Demi não conseguia raciocinar, o que era uma vantagem. O dorso da mão longa se moveu mais para baixo, sobre o tricô da blusa até as curvas generosas dos seios, de um lado para o outro, com delicadeza terna, até que ela sentisse todo o corpo em chamas. Setia-se arder de desejo.
Como se pressentisse a excitação de Demi, ele roçou o dedo indicador num dos mamilos, tornando-o rígido e sensibilíssimo, e fazendo-a ofegar alto.
J.A. percebeu, com surpreendente satisfação, o rubor que fazia queimar o rosto de Demi e o leve tremor que lhe perpassou o corpo.
- Era mentira - disse conciso. - Você nunca se deitou com Wilmer. Nem com nenhum outro homem.
Demi não podia negar. Mas também não conseguia se mover.

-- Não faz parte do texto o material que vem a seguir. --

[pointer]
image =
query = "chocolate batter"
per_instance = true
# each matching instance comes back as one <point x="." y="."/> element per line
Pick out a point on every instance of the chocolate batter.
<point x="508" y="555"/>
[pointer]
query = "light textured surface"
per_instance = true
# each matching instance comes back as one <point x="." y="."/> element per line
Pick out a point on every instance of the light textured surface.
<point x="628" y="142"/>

Era como se J.A. lhe tivesse atirado um feitiço. Amava o prazer que aquele toque lhe proporcionava. Na verdade, estava se embebedando nele.
J.A. olhou ao redor, frustado e ávido por lhe ensinar mais daquela lição superficial, mas os malditos vaqueiros se encontravam espalhados por todos os lugares, surgindo para começarem suas atividades. A qualquer minuto viriam para aquele estábulo dos fundos. Seus irmãos chegariam dentro de meia hora. Teve vontade de esbravejar.

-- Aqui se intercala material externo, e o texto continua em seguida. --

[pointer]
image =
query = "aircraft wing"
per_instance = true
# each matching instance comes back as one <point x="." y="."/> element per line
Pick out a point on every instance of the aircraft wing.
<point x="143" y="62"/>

Voltou a encarar Demi, com novas linhas lhe vincando o rosto severo.
- Isso terá de ser o suficiente, por ora. - Ele escorregou a mão livre pela cascata espessa de fios castanhos-avermelhados, antes de lhe erguer o queixo. - Deus, isso dói...!

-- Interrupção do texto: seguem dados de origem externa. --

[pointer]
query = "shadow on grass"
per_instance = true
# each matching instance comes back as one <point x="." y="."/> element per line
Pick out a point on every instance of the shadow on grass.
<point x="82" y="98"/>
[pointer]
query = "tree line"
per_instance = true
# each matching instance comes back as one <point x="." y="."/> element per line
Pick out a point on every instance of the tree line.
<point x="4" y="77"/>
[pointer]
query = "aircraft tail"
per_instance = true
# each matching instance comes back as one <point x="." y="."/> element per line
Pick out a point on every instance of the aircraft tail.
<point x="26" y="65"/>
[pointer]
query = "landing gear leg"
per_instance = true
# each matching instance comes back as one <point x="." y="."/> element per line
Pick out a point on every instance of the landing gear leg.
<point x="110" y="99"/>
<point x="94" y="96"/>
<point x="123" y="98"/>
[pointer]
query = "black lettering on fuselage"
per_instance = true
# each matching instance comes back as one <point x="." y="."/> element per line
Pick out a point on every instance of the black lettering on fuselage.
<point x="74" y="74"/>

Demi não entendeu. Os lábios de J.A. se apossaram dos dela com movimentos provocantes, e a mão longa vagou lentamente sob um dos seios fartos, erguendo-o de leve, enquanto o polegar friccionava o mamilo intumescido.
- Oh! - Demi gemeu contra a boca quente, mas J.A. tinha certeza de que não fora dor que fizera aquele som lhe escapar da garganta.
- Abra a boca - pediu ele, com os lábios colados nos dela.
Demi obedeceu, lhe envolvendo o torso com os braços, estremecendo ao tentar comprimir o seio contra a mão que o estimulava. No mesmo instante, porém,  J.A. moveu ambas as mãos para as curvas generosas de seus quadris e os puxou com força contra os dele.
A exclamação de surpresa que ela deixou escapar penetrou na boca de J.A., enquanto ele lhe movia os quadris com movimentos rotativos contra a evidente ereção. Porém, logo interrompeu aquela intimidade erótica e a afastou.
- Não - disse ele quando, entontecida, Demi tentava retornar ao círculo excitante daqueles braços. - Venha. - J.A. a segurou pelo braço e a puxou na direção do carro.
A mão era áspera contra a maciez do braço de Demi, mas nem percebeu. Ela inteira tremia. Então era essa a sensação de fazer amor. Tinha certeza de que havia muito mais que isso; como, por exemplo, estarem despidos.
Com a pele em chamas, ela exalou um suspiro rouco diante do pensamento daquelas mãos longas e fortes em seu corpo nu.
- Sra. Experiência - disparou ele dirigindo-lhe um olhar furioso. - Meu Deus! Por que mentiu para mim?
- Achei que isso me deixaria menos vulnerável - Demi respondeu sem pensar.
Os olhos claros se desviaram dos lábios intumescidos, que se encontravam entreabertos, e se fixaram na expressão chocada de Demi.
- Parece menos vulnerável, sim - afirmou J.A. sarcástico.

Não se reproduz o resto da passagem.